Обсуждение: tighten generic_option_name, or store more carefully in catalog?

Поиск
Список
Период
Сортировка

tighten generic_option_name, or store more carefully in catalog?

От
Chapman Flack
Дата:
Hi,

generic_option_name is a ColLabel, therefore a fully general SQL identifier.

But a command like CREATE FOREIGN DATA WRAPPER w ... OPTIONS ("a=b" 'c=d')
stores {a=b=c=d} in fdwoptions, from which the original intent can't be
recovered.

Should generic_option_name be restricted to be a regular identifier,
or allowed to be a delimited identifier but with = forbidden within it,
or should it be represented as delimited in the catalog when necessary
so it can be recovered faithfully?

SQL rules would also make its case-sensitivity dependent on faithfully
recovering whether it was delimited or not.

Regards,
-Chap



Re: tighten generic_option_name, or store more carefully in catalog?

От
Tom Lane
Дата:
Chapman Flack <jcflack@acm.org> writes:
> generic_option_name is a ColLabel, therefore a fully general SQL identifier.

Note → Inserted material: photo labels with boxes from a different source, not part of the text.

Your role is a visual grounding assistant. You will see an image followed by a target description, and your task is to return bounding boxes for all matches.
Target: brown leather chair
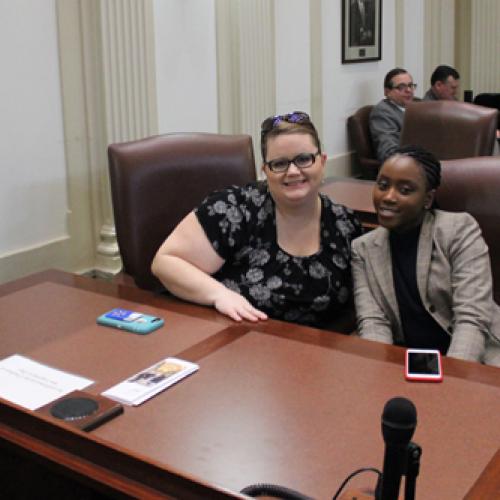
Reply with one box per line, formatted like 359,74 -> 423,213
436,156 -> 500,304
108,133 -> 256,290
347,105 -> 381,179
400,101 -> 498,160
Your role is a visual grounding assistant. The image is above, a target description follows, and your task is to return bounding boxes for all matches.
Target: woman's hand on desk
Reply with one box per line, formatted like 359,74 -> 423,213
214,287 -> 267,321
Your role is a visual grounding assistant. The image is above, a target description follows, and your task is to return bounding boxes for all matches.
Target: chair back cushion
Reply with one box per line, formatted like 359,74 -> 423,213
400,101 -> 498,160
347,105 -> 380,178
474,93 -> 500,129
436,156 -> 500,304
108,133 -> 256,289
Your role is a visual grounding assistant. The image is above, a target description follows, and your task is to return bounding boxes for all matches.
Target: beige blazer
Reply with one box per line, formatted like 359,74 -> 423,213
352,210 -> 500,365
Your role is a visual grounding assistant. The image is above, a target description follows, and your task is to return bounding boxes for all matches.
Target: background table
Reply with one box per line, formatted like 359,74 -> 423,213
0,271 -> 500,500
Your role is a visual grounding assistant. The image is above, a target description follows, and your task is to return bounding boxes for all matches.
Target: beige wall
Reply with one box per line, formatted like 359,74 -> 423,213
0,0 -> 500,282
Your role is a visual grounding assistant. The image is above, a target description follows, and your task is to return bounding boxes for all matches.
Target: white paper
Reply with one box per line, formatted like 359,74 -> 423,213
0,354 -> 94,410
102,358 -> 199,406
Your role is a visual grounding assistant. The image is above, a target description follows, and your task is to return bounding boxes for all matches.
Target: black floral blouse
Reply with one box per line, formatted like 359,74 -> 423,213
195,182 -> 362,327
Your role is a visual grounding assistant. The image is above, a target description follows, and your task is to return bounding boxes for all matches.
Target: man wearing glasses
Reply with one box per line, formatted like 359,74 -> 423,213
369,68 -> 417,162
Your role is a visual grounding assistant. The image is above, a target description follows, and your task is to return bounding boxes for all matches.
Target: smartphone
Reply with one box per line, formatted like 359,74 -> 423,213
97,307 -> 164,335
405,349 -> 443,382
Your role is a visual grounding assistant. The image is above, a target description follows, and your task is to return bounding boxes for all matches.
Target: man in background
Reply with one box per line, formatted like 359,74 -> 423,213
423,64 -> 460,101
349,0 -> 375,47
369,68 -> 417,162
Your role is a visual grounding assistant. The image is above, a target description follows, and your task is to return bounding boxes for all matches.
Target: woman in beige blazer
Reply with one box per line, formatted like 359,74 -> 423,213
352,146 -> 500,364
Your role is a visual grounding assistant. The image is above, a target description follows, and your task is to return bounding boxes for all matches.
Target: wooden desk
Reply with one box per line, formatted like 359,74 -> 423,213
0,271 -> 500,500
321,177 -> 378,228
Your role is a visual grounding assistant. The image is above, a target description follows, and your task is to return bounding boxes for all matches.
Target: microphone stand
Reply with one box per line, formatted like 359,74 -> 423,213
404,441 -> 422,500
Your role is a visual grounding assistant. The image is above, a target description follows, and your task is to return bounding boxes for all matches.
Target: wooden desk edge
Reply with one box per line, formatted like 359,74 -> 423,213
0,400 -> 247,500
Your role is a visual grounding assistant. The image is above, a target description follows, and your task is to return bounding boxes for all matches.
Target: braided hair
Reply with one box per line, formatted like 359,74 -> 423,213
394,145 -> 441,191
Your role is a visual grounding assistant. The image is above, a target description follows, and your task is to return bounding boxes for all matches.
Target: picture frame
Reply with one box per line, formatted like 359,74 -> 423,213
341,0 -> 382,64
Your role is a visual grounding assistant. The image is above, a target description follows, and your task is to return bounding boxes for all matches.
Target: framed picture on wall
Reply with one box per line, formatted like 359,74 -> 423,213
342,0 -> 382,64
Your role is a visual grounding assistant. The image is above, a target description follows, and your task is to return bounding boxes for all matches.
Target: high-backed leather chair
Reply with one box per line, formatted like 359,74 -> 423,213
108,133 -> 256,290
474,93 -> 500,129
436,156 -> 500,304
347,105 -> 381,179
400,101 -> 498,160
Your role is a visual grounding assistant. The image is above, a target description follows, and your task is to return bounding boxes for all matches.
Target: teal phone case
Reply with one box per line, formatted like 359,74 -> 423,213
97,308 -> 165,335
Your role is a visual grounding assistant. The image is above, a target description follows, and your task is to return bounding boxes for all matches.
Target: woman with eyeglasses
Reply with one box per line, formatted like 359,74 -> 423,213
352,146 -> 500,365
152,112 -> 361,326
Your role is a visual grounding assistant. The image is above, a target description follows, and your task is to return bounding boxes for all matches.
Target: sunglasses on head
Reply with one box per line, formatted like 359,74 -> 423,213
262,111 -> 311,133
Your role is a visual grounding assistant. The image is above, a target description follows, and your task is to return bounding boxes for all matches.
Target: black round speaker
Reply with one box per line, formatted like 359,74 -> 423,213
50,398 -> 99,420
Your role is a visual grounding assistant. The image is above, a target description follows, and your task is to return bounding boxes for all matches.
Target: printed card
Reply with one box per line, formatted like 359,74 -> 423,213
102,358 -> 199,406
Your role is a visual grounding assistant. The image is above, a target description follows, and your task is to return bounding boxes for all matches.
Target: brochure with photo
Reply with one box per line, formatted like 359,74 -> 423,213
102,358 -> 199,406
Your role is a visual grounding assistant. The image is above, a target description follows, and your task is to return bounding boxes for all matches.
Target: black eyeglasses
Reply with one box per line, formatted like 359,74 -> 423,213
261,111 -> 311,134
264,151 -> 320,173
391,83 -> 417,92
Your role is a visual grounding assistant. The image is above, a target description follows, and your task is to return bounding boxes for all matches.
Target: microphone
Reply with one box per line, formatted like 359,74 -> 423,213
377,397 -> 417,500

> But a command like CREATE FOREIGN DATA WRAPPER w ... OPTIONS ("a=b" 'c=d')
> stores {a=b=c=d} in fdwoptions, from which the original intent can't be
> recovered.

Ugh.

> Should generic_option_name be restricted to be a regular identifier,
> or allowed to be a delimited identifier but with = forbidden within it,
> or should it be represented as delimited in the catalog when necessary
> so it can be recovered faithfully?

I think I'd vote for leaving the grammar alone and rejecting '='
in the option-storing code.  If memory serves, there's precedent
for that approach somewhere else in our code.

> SQL rules would also make its case-sensitivity dependent on faithfully
> recovering whether it was delimited or not.

I'm not following that part?

            regards, tom lane



Re: tighten generic_option_name, or store more carefully in catalog?

От
Chapman Flack
Дата:
On 05/31/25 19:55, Tom Lane wrote:
> Chapman Flack <jcflack@acm.org> writes:
>> SQL rules would also make its case-sensitivity dependent on faithfully
>> recovering whether it was delimited or not.
> 
> I'm not following that part?

It's that ISO rule that identifiers match case-insensitively
if they weren't quoted, case-sensitively if they were.

We don't explicitly store in catalogs whether quoting was used.
Clearly it must have been, if the stored form has any non-lowercased letter
in it, or any non-regular-identifier character. But if we just have foo
in the catalog, it could have been either of foo or "foo".

Which makes me a little sad because if I provide a way for someone to, say,
check FDW options in Java, and they spell an option FOO in their code,
I would ideally like to report OPTIONS (foo 'bar') as matching and
OPTIONS("foo" 'bar') as not matching. But the information I could use
to do that just isn't there.[0]

Since writing that email, I've stumbled onto more things that seem a bit
bizarre about the FDW extension API, and written about them here -> [1].
(I can't make an internal link anchor there that works, but it's a short
scroll down to the "Notes on the validator function" heading.)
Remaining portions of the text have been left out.